His book, The Search for a Civic Voice: California Latino Politics, has received accolades within academic circles and in the press.
Burt's new blog focuses on national Latino political history starting in the 1930s.
CELEBRATING AMERICA
Burt celebrated the new spirit of hope in the United States by attending the Inauguration of President Barak Obama. After the swearing-in, he dined with U.S. Senator Barbara Boxer and other political leaders from California, before attending that evening's Western Ball featuring Marc Anthony and Jenifer Lopez.
CALIFORNIA FEDERATION OF TEACHERS
As CFT political director, Burt represents more than 100,000 educators, including college professors. He oversees the union's effort to elect
pro-education, pro-working, family candidates. He helps lead voter initiative campaigns, and works closely with affiliates,
and community allies. For more about the California Federation of Teachers, visit the CFT website.
THE PULL TOWARDS PUBLIC SERVICE
The son of two teachers, Burt started his public service early. While still an undergraduate at the University of California at Berkeley,
he was an Edward M. Kennedy delegate to the 1980 Democratic National Convention in New York.
That summer Burt also worked as a $10-a-week volunteer for the United Farm Workers and attended the convention with Dolores Huerta.
Burt attended Harvard University's John F. Kennedy School of Government and worked in the the nation's Capitol with Congressman Robert T. Matsui. In Sacramento, he worked for Assembly Speaker Willie Brown and Insurance Commissioner John Garamendi, among others, before accepting the post as CFT's first political director in the late 1990s.
CONFERENCES, PUBLICATIONS & AWARDS
Burt regularly publishes academic papers and presents at conferences. His essays appear in six anthologies used in college classrooms.
The Historical Society of Southern California honored Burt with its prestigious Doyce B. Nunis, Jr. Award in 2004 for his article, "The Power of a
Mobilized Citizenry and Coalition Politics: The 1949 Election of Edward R. Roybal to the Los Angeles City Council" in the Southern California Quarterly.
PUBLIC TELEVISION & MUSEUM EXHIBITS
Burt served as the on-air academic for a PBS mini-documentary on Latino veterans. The program aired nationally
as Realidades: Los Soladados Americanos, in August 2002, with the award-winning program, "American Family," staring Edward Olmos and Rachel Welch.

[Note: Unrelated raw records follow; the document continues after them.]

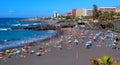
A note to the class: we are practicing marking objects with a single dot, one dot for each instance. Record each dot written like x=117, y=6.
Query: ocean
x=15, y=38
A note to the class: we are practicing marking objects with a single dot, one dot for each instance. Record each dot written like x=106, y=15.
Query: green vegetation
x=95, y=11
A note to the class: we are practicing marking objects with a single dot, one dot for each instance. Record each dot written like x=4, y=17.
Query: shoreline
x=66, y=54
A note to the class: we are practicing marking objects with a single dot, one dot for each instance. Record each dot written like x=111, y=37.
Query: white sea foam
x=5, y=29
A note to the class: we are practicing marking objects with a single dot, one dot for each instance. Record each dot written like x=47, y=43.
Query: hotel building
x=73, y=12
x=107, y=9
x=56, y=14
x=68, y=13
x=81, y=12
x=89, y=12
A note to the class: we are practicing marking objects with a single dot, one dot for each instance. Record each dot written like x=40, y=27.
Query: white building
x=56, y=14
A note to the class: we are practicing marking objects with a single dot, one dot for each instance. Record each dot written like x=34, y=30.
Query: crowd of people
x=69, y=38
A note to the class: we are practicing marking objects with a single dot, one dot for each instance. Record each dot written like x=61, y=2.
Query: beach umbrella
x=7, y=51
x=38, y=53
x=25, y=47
x=31, y=51
x=2, y=52
x=18, y=51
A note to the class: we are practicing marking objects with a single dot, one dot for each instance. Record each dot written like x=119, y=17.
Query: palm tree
x=95, y=11
x=94, y=62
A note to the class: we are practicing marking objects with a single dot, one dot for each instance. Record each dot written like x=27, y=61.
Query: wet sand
x=78, y=55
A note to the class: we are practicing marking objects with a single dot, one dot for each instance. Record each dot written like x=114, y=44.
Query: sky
x=43, y=8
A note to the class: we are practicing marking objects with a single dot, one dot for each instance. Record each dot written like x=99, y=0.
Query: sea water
x=9, y=37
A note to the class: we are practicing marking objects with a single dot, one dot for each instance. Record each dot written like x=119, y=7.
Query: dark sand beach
x=77, y=55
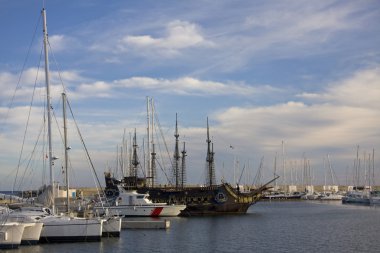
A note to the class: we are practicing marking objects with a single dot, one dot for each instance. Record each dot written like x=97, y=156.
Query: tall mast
x=176, y=154
x=48, y=105
x=153, y=153
x=135, y=161
x=66, y=150
x=183, y=166
x=148, y=169
x=210, y=159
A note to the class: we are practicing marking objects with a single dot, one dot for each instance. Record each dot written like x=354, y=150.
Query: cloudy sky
x=264, y=72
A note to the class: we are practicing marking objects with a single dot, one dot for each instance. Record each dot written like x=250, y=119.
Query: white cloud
x=362, y=89
x=62, y=42
x=179, y=35
x=187, y=86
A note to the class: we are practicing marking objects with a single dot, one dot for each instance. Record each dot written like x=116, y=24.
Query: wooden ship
x=211, y=199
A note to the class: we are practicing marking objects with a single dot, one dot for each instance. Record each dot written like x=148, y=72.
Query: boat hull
x=144, y=211
x=111, y=227
x=10, y=235
x=65, y=229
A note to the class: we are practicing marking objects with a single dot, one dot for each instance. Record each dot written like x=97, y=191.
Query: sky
x=281, y=82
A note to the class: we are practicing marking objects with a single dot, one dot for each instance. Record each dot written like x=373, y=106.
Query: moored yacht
x=374, y=198
x=32, y=228
x=131, y=203
x=11, y=234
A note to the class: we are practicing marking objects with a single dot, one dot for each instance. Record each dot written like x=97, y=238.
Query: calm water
x=268, y=227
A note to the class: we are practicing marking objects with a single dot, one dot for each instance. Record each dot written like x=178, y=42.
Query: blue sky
x=306, y=73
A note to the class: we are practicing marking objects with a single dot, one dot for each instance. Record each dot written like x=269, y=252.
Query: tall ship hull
x=212, y=199
x=199, y=201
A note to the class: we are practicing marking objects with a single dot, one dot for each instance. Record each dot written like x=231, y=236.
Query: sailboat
x=32, y=228
x=212, y=199
x=10, y=234
x=59, y=228
x=358, y=194
x=130, y=203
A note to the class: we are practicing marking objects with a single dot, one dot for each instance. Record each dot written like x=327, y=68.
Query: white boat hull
x=10, y=235
x=66, y=229
x=111, y=227
x=32, y=233
x=144, y=211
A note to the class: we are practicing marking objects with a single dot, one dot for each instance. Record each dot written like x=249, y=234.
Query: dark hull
x=65, y=239
x=213, y=200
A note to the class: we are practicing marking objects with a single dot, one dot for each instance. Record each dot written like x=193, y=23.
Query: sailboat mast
x=48, y=105
x=148, y=169
x=176, y=155
x=210, y=159
x=66, y=150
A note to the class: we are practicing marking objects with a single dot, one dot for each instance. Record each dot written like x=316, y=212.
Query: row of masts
x=178, y=163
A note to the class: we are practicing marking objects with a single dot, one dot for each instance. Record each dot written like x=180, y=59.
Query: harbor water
x=277, y=226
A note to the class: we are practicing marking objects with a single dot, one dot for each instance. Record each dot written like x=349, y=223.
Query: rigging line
x=58, y=68
x=85, y=148
x=21, y=73
x=163, y=170
x=30, y=158
x=27, y=124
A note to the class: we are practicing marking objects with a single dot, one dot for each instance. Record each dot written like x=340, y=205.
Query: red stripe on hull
x=156, y=211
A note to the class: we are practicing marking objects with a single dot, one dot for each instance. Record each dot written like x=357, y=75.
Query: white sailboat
x=59, y=228
x=130, y=203
x=32, y=228
x=11, y=234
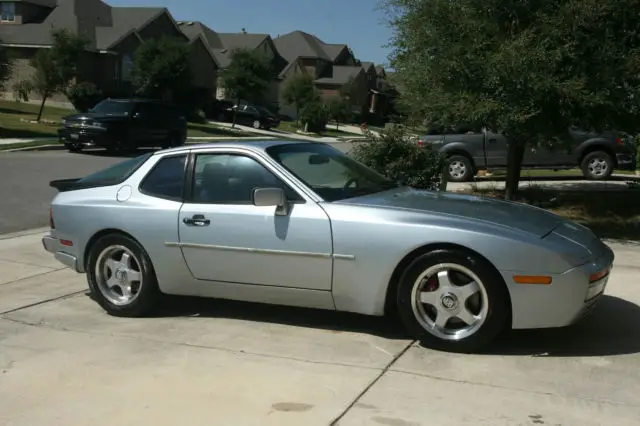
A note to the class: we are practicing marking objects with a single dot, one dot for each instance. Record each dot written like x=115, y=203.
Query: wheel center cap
x=121, y=275
x=449, y=301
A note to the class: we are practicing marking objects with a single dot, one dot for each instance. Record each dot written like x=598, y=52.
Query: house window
x=127, y=67
x=8, y=11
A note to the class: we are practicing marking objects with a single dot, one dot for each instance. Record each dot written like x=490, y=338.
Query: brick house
x=333, y=66
x=222, y=44
x=113, y=35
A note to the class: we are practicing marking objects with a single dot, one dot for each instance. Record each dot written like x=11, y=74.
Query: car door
x=224, y=237
x=143, y=126
x=495, y=149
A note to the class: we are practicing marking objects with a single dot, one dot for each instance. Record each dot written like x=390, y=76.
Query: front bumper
x=566, y=300
x=54, y=246
x=83, y=137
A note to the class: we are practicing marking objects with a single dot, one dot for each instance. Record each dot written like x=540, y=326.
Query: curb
x=24, y=233
x=51, y=147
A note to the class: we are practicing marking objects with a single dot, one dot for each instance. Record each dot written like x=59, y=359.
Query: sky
x=357, y=23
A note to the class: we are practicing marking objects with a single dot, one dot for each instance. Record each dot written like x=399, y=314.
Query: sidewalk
x=210, y=362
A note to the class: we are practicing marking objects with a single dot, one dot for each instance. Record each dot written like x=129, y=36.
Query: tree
x=528, y=69
x=5, y=67
x=161, y=68
x=339, y=110
x=299, y=91
x=54, y=68
x=247, y=77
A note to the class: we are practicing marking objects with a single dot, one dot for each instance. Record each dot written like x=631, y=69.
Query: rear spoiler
x=64, y=184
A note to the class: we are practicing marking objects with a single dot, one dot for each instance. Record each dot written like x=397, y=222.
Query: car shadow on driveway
x=613, y=328
x=337, y=322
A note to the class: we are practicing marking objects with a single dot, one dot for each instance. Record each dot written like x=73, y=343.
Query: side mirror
x=271, y=197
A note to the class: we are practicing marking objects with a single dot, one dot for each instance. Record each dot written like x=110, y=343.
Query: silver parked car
x=299, y=223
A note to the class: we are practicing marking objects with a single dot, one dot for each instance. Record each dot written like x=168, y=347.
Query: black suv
x=249, y=115
x=120, y=124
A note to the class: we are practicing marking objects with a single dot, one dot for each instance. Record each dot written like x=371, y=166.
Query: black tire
x=496, y=316
x=463, y=165
x=597, y=165
x=148, y=294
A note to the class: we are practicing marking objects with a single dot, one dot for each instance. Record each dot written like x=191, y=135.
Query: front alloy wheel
x=453, y=300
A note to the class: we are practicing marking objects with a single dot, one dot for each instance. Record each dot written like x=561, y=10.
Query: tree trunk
x=44, y=99
x=515, y=153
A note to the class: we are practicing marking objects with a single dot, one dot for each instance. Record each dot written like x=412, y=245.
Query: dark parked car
x=250, y=115
x=469, y=150
x=120, y=124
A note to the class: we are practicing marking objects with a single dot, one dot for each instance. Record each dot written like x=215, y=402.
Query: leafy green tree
x=54, y=68
x=161, y=68
x=299, y=91
x=247, y=77
x=339, y=110
x=528, y=69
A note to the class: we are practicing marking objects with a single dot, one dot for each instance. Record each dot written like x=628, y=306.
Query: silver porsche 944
x=300, y=223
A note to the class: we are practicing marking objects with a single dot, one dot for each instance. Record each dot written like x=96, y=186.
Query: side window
x=166, y=179
x=231, y=179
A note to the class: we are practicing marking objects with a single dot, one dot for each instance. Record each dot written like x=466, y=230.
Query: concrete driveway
x=210, y=362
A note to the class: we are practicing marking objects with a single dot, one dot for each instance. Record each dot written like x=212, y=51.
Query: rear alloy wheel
x=459, y=169
x=597, y=165
x=121, y=277
x=453, y=301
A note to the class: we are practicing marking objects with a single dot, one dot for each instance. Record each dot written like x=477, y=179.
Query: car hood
x=511, y=215
x=94, y=116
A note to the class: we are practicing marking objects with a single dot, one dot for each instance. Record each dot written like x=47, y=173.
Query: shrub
x=395, y=156
x=314, y=117
x=83, y=96
x=22, y=89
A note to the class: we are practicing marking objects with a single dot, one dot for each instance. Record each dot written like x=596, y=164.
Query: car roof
x=254, y=144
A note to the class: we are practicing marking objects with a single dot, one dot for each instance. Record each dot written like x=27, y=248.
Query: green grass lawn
x=16, y=122
x=609, y=214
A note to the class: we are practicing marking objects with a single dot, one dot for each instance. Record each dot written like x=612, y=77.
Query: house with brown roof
x=223, y=44
x=334, y=67
x=113, y=35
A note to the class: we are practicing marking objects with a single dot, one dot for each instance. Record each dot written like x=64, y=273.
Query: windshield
x=110, y=107
x=265, y=111
x=330, y=173
x=115, y=174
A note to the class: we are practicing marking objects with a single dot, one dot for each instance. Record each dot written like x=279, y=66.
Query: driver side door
x=225, y=238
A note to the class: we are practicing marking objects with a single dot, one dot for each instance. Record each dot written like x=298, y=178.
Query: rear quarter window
x=166, y=178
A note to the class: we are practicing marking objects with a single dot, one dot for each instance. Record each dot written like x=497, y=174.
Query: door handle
x=196, y=220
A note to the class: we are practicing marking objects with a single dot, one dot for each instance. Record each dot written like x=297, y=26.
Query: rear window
x=112, y=107
x=116, y=173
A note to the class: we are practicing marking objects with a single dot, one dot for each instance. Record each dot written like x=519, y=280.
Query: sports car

The documentary was particularly meaningful because Burt's father-in-law, George R. Sotelo, helped organize the American G.I. Forum in California in the 1950s.
About the same time, Burt served as a consultant to the Boyle Heights Project, a multicultural museum exhibit at the Japanese American National Museum. The exhibit looked at an iconic Los Angeles neighborhood from the 1930s to 1950s when immigrants from Mexico and Japan and Yiddish-speaking Jews lived in close proximity with other white ethnics and African Americans.
SPECIAL REMEMBRANCES
Burt believes it is important to recognize social justice pioneers. In 1997, he was the sole academic on the committee for the 50th anniversary celebration for the
Mexican American-oriented Community Service Organization (CSO) in Los Angeles. Two years later, Burt helped organize the 50th anniversary celebration of passage of California's
Fair Employment Practices Commission, sponsored by the Jewish Labor Committee.
Burt also served on the planning committee for the California NAACP's 50th anniversary celebration of the U.S. Supreme Court's historic 1954 decision, Brown v. Board of Education.
Burt serves on a number of boards, most notably the Harvard Journal of Hispanic Policy and the Edmund G. "Pat" Brown Public Policy Institute at California State University, Los Angeles. The Pat Brown Institute links the university, government, business, labor, and the community in pursuit of innovative policy solutions. Burt is one of the original members of the California Workforce Investment Board.
FAMILY
Kenneth Burt is married to Sonia Sotelo Burt. They live in Sacramento with their two children, Stephen and Kate.